Tickets:
No current ticket
Except for SRR issue globally on hold
Current investigation:
(Thanks to Fred for noticing and digging into every oddity.)
Investigating occasional but significant rate DNS/URL problem of jobs failing a DNS/URL lookup for squid.aglt2.org
This problem seems to happen almost exclusively at AGLT2. Error code 65.
warn [frontier.c:1014]: Request 1278 on chan 7 failed at Tue May 12 09:05:42 2020: -6 [fn-urlparse.c:178]: host name squid.aglt2.org problem: Temporary failure in name resolution
Frontier python code calls getaddrinfo
Added ipv6 to the round-robin DNS for squid.aglt2.org to match ipv4
Added access rule to our squids, for our ipv6 address space.
But transient errors are difficult to corner.
Ongoing. No clear answer yet.
Software
- preparing to update to condor 8.8.9 when available in OSG release
- preparing for renewal of all our SSL certificates
Hardware:
- reconfigured all smaller nodes with spare memory to minimum of 2G per HTcore
BOINC
- no longer running boinc on WNs with <= 2G/core, only on >=2.6G/core
- we also only re-enabled boinc on 1/2 these larger nodes to allow comparison.
- We also changed the boinc processes' initial OOM score.

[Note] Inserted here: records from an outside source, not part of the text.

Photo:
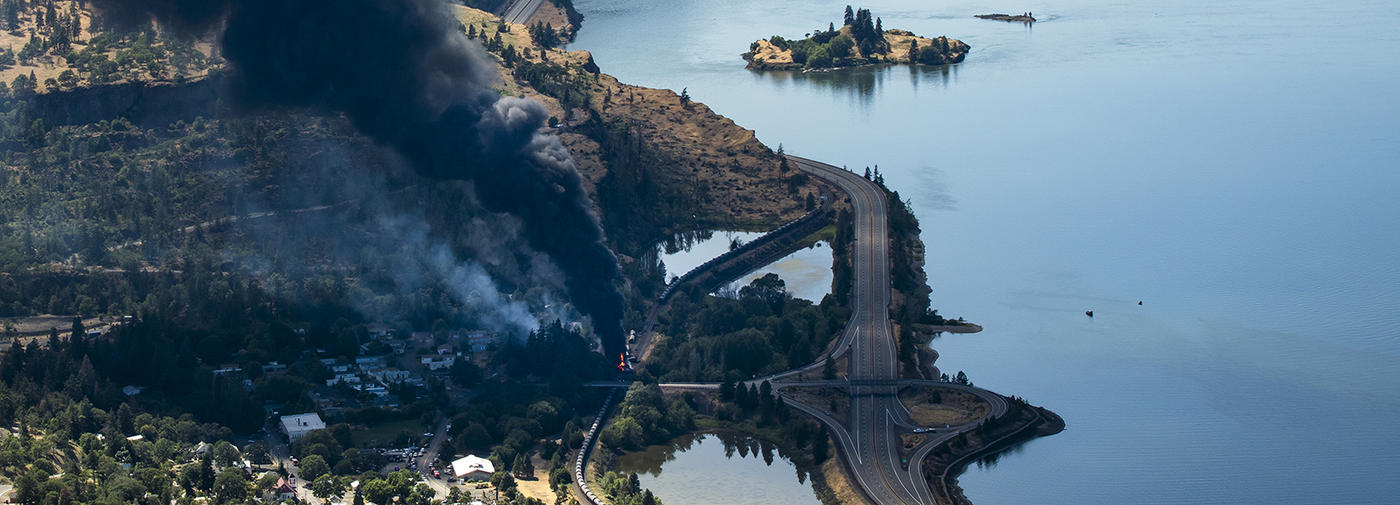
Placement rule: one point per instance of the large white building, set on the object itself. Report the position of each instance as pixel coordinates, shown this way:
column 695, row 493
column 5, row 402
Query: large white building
column 473, row 467
column 301, row 424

1000 is the highest we can give to boinc jobs.
800 was assigned to condor jobs by condor starter.
Score evolves as oom_score=10x(percentage of memory used) + initial score.
Thus a condor job would have to use 20% of all memory to pass a boinc job.

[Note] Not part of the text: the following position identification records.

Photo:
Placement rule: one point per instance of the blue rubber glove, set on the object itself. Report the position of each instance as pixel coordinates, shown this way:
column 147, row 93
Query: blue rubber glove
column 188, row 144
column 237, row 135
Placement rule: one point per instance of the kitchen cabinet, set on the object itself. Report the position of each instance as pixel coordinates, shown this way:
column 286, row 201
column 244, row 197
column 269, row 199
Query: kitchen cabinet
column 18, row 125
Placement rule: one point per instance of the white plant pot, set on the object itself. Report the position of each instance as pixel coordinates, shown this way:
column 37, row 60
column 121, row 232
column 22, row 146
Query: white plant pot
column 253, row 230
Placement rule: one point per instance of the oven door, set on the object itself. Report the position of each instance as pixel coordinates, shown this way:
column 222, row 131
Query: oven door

This might be plausible on 8-core nodes but much less on a 40-core node.
Unless, of course,the job has a memory leak and thus should indeed be killed first.
- Since implementing the steps above we have only seen 4 instances of OOM kills:
3 were on nodes not running boinc,
all were (or would have been) legitimate oom killing of misbehaving processes
covid
- asked for increased time limit for covid jobs via osg (10h ->36h)
as a large fraction of jobs was starting to fail to complete.